Koipuram is a large census village in Tiruvalla, Pathanamthitta district in the state of Kerala, India. Kumbanad, Muttumon, Pullad, Poovathoor, are the nodal points.

Demographics
Koipuram is a large census village located in Tiruvalla, with 7319 families residing. The population of Koipuram area is 26425, of which 12231 are males while 14194 are females as per the Population Census of 2011. Average Sex Ratio of Koipuram village is 1160 which is higher than the Kerala state average of 1084. Child Sex Ratio for the Koipuram as per census is 989, higher than the Kerala average of 964. Koipuram village has higher literacy rate compared to Kerala. In 2011, the literacy rate of Koipuram village was 97.31% compared to 94.00% of Kerala. In Koipuram male literacy was at 97.57% while female literacy rate was 97.09%.

The native language spoken is Malayalam, though most of the people can understand as well as converse in English.

History
Koipuram was once a very dense forest area, which were a part of the forests that lead along all the way until Kumbanad. The first occupants of this place was considered to be by the Kovilans, who eloped from Malabar, northern part of Kerala. As the Tippu Sultan, approached northern Kerala for his campaign, some of the generals of the zamorins were instructed to elope to central Kerala to save the lives of the women and children. They at first occupied on the southern bank of the River Pamba, as e preliminary stage of occupancy. They built a temple on that river bank, which they had brought from Malabar when they eloped. This temple is considered to be the present day Idanattidam Devi Temple. Later on, they finalized their occupancy and moved on to the northern bank of the river. They deforested the area and started plantation. Later on, due to the influence of the river, trade flourished on the banks of the river. A daily evening market was held on at the south eastern part of Koipuram, which is supposed to be, the present day Arattupuzha. As trade flourished, the Kovilans became more influential in the area and they were the predominant power in places nearing, present day Aranmula. However, enemies kept on attacking the province due to the crave on wealth and geography. The Kovilans were mightier and invincible than any other force which occupied central Kerala and thus they were not at all laid down by any other province or their army. The place name was then changed to Kovil-puram since the Kovilans occupied it and later as Koipuram.  The Kovilans who came thus put their house name as kovilan-veedu and later as konjum veedu. Trade and economy had put on a surge, the Kovilans became much likely to be invincible. With, present day Nellickal as their headquarters, they set for a rule where no one could ever threaten a province. Afterwards, during the Royal British Rule period, they were forced to remain under the jurisdiction of Her Majesty The Queen since they had promised allegiance to the Trivandrum Palace, where now is the present day capital of Kerala.

Palliyodam
The Koipuram palliyodam, which was being shared between two Karayogams (karayogam means panchayats in native language), Koipuram and Nellickal for almost 20 years back. Later on, as a part of the conflict between the two places, Nellickal Karayogam conceded to withdraw their share from the Palliyodam cost and Koipuram karayogam owned the palliyodam for themselves from then until now. The past of the palliyodam is well versed throughout the Aranmula premises. It is said that once the Palliyodam has crossed a barrier in front of it, in form of a ridge in the river, without any external help by surging over it. Some say it is supposed to be pure myth while the historians are not yet sure about the incident since there are not much practical evidences rather than some hearsay.
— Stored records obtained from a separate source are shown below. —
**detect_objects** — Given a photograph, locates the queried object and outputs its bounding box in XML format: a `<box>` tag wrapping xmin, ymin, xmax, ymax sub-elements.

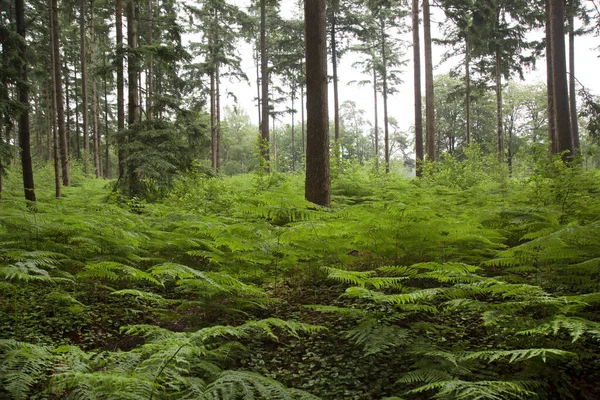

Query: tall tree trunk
<box><xmin>146</xmin><ymin>0</ymin><xmax>154</xmax><ymax>121</ymax></box>
<box><xmin>550</xmin><ymin>0</ymin><xmax>574</xmax><ymax>160</ymax></box>
<box><xmin>423</xmin><ymin>0</ymin><xmax>436</xmax><ymax>161</ymax></box>
<box><xmin>127</xmin><ymin>0</ymin><xmax>139</xmax><ymax>196</ymax></box>
<box><xmin>260</xmin><ymin>0</ymin><xmax>269</xmax><ymax>172</ymax></box>
<box><xmin>373</xmin><ymin>57</ymin><xmax>379</xmax><ymax>169</ymax></box>
<box><xmin>569</xmin><ymin>7</ymin><xmax>580</xmax><ymax>152</ymax></box>
<box><xmin>412</xmin><ymin>0</ymin><xmax>424</xmax><ymax>176</ymax></box>
<box><xmin>15</xmin><ymin>0</ymin><xmax>35</xmax><ymax>201</ymax></box>
<box><xmin>90</xmin><ymin>0</ymin><xmax>102</xmax><ymax>178</ymax></box>
<box><xmin>50</xmin><ymin>10</ymin><xmax>61</xmax><ymax>199</ymax></box>
<box><xmin>115</xmin><ymin>0</ymin><xmax>126</xmax><ymax>182</ymax></box>
<box><xmin>215</xmin><ymin>63</ymin><xmax>221</xmax><ymax>170</ymax></box>
<box><xmin>64</xmin><ymin>62</ymin><xmax>71</xmax><ymax>158</ymax></box>
<box><xmin>210</xmin><ymin>71</ymin><xmax>217</xmax><ymax>169</ymax></box>
<box><xmin>465</xmin><ymin>37</ymin><xmax>471</xmax><ymax>146</ymax></box>
<box><xmin>304</xmin><ymin>0</ymin><xmax>331</xmax><ymax>207</ymax></box>
<box><xmin>496</xmin><ymin>46</ymin><xmax>504</xmax><ymax>156</ymax></box>
<box><xmin>104</xmin><ymin>53</ymin><xmax>111</xmax><ymax>178</ymax></box>
<box><xmin>380</xmin><ymin>17</ymin><xmax>390</xmax><ymax>174</ymax></box>
<box><xmin>73</xmin><ymin>67</ymin><xmax>81</xmax><ymax>160</ymax></box>
<box><xmin>51</xmin><ymin>0</ymin><xmax>71</xmax><ymax>186</ymax></box>
<box><xmin>331</xmin><ymin>10</ymin><xmax>341</xmax><ymax>164</ymax></box>
<box><xmin>79</xmin><ymin>0</ymin><xmax>90</xmax><ymax>174</ymax></box>
<box><xmin>545</xmin><ymin>0</ymin><xmax>558</xmax><ymax>154</ymax></box>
The Palliyodam has scored lot more than any other palliyodams, though being in second position to Nedumprayar. The rivalry between these two places extend long back to decades as both of these were the supreme powers in Aranmula boat race for over a period of time. Evidences show that both of these palliyodams are built in a common style named 'ottamanikkaal' which is considered to be a rare form of creation.

Landscape
Being on the northern bank of the River Pamba, Koipuram provides a marvellous view of landscapes and scenarios. The present day "Varattaar" which is a seasonal river, is the old course of the River Pamba and has been narrowed due to the introduction of a bridge. The place offers fantastic soothing landscapes and traditions, where it is possible to see a typical Indian village life.

Religion
ST JOSEPH CSI CHURCH,POOVATHOR , KOIPURAM.
Assemblies of God in India, Kumbanad.
India Pentecostal Church of God, Kumbanad. 
The Pentecostal Mission, Kumbanad.
 New Life Assembly of God Worship Center, Kadapra, Kumbanad.